Der DFB-Pokalauftritt in Rathenow wird zum Charaktertest für die Mannschaft des FC St. Paulis. Es könnte auch als Endspiel bezeichnet werden. Folgen anschließend Neuzugänge?

Hamburg. Besondere Zuversicht verbreitet ein Blick in die jüngere DFB-Pokalhistorie des FC St. Pauli kaum. Viermal in den vergangenen sechs Jahren kam das Aus in der ersten Runde, das letzte Heimspiel in diesem Wettbewerb datiert gar vom 4. August 2007. Beim 1:0 über Bayer Leverkusen (Torschütze Fabian Boll) standen damals der heutige Co-Trainer Timo Schultz und U23-Chef Thomas Meggle auf dem Rasen. Weil Trainer Roland Vrabec nach nur zwei Spielen schon von einem „Fehlstart“ seines Teams in der Liga spricht, wird die Partie gegen den Fünftligisten Optik Rathenow (Sa./15.30 Uhr) nun zur Nagelprobe.

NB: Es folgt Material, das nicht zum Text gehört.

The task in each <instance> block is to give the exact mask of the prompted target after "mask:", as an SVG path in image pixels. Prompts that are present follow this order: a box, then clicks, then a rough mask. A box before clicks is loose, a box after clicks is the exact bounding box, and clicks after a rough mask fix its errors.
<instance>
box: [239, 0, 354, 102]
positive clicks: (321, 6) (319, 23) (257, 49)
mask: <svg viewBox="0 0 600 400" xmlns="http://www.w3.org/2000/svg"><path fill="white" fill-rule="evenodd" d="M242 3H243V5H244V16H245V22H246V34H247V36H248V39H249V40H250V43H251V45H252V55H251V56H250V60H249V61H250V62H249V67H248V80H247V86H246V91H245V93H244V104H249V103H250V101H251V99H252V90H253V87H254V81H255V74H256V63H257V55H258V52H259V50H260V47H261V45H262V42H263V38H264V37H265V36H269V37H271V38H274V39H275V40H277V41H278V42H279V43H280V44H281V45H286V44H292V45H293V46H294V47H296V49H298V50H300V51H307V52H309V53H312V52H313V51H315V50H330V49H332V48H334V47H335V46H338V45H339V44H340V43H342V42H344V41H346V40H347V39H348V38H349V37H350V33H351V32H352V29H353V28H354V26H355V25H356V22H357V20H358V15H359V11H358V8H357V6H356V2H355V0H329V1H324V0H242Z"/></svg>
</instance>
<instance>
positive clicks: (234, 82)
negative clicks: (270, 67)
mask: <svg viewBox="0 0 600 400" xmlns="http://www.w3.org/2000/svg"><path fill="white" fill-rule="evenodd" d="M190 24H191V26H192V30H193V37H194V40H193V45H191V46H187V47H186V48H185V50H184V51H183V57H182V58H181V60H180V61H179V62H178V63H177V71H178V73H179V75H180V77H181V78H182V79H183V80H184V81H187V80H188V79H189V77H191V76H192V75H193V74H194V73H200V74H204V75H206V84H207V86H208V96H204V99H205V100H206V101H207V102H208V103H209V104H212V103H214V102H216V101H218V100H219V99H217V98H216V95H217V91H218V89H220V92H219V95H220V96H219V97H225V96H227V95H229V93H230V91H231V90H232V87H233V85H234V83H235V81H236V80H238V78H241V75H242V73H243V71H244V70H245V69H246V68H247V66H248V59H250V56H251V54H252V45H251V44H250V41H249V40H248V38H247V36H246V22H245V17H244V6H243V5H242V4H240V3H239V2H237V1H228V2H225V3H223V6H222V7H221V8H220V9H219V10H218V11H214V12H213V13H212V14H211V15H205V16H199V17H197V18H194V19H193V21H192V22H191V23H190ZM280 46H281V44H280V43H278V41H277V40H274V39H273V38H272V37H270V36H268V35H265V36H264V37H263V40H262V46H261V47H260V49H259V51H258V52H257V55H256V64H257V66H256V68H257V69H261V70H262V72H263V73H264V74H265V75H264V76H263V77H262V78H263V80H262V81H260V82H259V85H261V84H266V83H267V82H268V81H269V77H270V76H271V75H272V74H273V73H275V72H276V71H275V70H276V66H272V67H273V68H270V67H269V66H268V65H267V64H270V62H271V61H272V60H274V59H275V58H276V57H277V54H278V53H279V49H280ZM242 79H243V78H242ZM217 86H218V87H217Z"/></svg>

„Als höherklassige Mannschaft kannst du eigentlich immer nur schlecht aussehen“, weiß auch Kapitän Sören Gonther. „Hinterher heißt es dann, die muss man zweistellig schlagen. Für die ist es das Spiel des Lebens. Deshalb ist für mich absolut nur eines entscheidend: ein Sieg!“ Für St. Pauli ist der Auftritt in Rathenow bereits das erste Endspiel – und das nicht nur aufgrund des K.-o.-Wettbewerbs. Einstellung der Mannschaft, Teamgeist, Spielsystem und Fitnesszustand wurden nach dem leblosen 0:2 in Aalen in einer turbulenten Woche diskutiert. Vrabec schottete das Team drei Tage lang an der Kollaustraße ab, ließ unter Ausschluss der Öffentlichkeit trainieren.

Sollte der Kiezklub in Rathenow erneut gegen einen unterklassigen Gegner scheitern, drohen personelle Konsequenzen in gleich mehreren Bereichen. Nicht nur Coach Vrabec stünde dann vor der Entlassung, auch Sportchef Rachid Azzouzi rückt zwangsläufig zunehmend in den Fokus. Das Hauptaugenmerk gilt jedoch der von ihm zusammengestellten Mannschaft. Im brandenburgischen Havelland müssen die Profis einen Charaktertest bestehen. „Natürlich wollen wir dominieren, unsere Spielzüge durchziehen und spielerisch überzeugen, gar keine Frage. Aber das alles Entscheidende ist das Weiterkommen“, betont Gonther.

Nach den ersten drei Pflichtspielen der Saison soll anschließend eine Bestandsaufnahme des Kaders erfolgen. Nach Abendblatt-Informationen spricht sich Vrabec intern für weitere Neuverpflichtungen noch vor dem Ende der Transferperiode am 31. August aus. Speziell im Mittelfeld soll man Nachholbedarf erkannt haben. Denn eines machte der verpatzte Saisonstart besonders deutlich: An charakterstarken Führungsfiguren mangelt es St. Pauli weiterhin.

Weiterkommen in Rathenow garantiert Einnahmen in Höhe von 250.000 Euro

Im Gegenzug denkt das Trainerteam auch darüber nach, Spieler aus dem aktuellen Aufgebot kurzfristig zu verleihen. Vrabec hatte dies bereits vor dem Spiel in Aalen angedeutet. „Wir werden Bilanz ziehen und gucken, wo wir Gespräche führen müssen. Man muss schauen, ob es bei dem ein oder anderen auch über die Saison gesehen nicht reichen wird“, hatte der 40-Jährige auf einer Pressekonferenz erklärt. Nach Stürmer Ante Budimir, dem mit rund 900.000 Euro zweitteuersten Transfer der Vereinsgeschichte, sind weitere kostspielige Verstärkungen jedoch unwahrscheinlich. Ein Weiterkommen in Rathenow würde den finanziellen Spielraum aber erhöhen. Rund 250.000 Euro kassieren die Vereine für das Erreichen der zweiten Runde.

Doch selbst ein klarer Sieg an diesem Sonnabend kann ein weiteres Endspiel am kommenden Freitag nicht verhindern. Gegen Sandhausen muss der erste Heimerfolg seit dem 3. März gelingen. Der Verein meldete am Freitag, für die Partie im zumeist ausverkauften Millerntor-Stadion seien noch Steh- und Sitzplätze verfügbar. Die Stimmung auf St. Pauli droht zu kippen.